Au cours du séjour qu'il fit en Hollande en 1698, Pierre Ier noua des liens d'amitié avec le bourgmestre d'Amsterdam, Nicolas Witsen. Celui-ci se passionnait pour les objets en or originaires de Sibérie qui arrivaient sur le marché. Il avait constitué une collection qu'il montra à son hôte et dont il lui offrit des pièces. Nicolas Witsen qui n'était jamais allé en Sibérie et qui avait séjourné quelques mois seulement à Moscou, en 1664, se montrait plus curieux que les Russes eux-mêmes de ces témoins de leur passé, comme l'atteste ce fragment de lettre.

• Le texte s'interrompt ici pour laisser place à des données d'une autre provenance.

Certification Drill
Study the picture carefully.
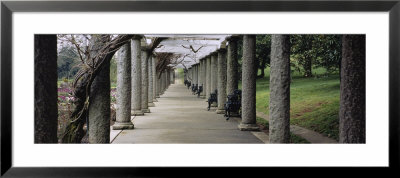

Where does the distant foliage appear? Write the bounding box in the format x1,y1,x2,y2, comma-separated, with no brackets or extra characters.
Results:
290,35,341,77
110,55,118,86
256,35,271,78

Il y a de nombreuses années, en Sibérie, près de Tobolsk, de Tumen, de Verkhotourie et autres lieux, on a découvert dans les steppes des tumulus, d'abord par hasard, puis de façon délibérée. On y a trouvé des caveaux au sol tapissé de sable fin et, me semble-t-il, de bois ; leurs parois étaient couvertes de salpêtre. Il s'y trouvait des restes de défunts avec toute sorte d'ustensiles, des pendants d'oreille, des bracelets, des idoles, des chaînes et des vases métalliques, en argent et en cuivre. Au début, les paysans gardaient cela secret, mais ensuite les voïvodes locaux, des Moskovites, se mirent à recueillir ces objets, et, ne voyant en eux rien de rare ; ils les fondirent à cause de la valeur de leur matière.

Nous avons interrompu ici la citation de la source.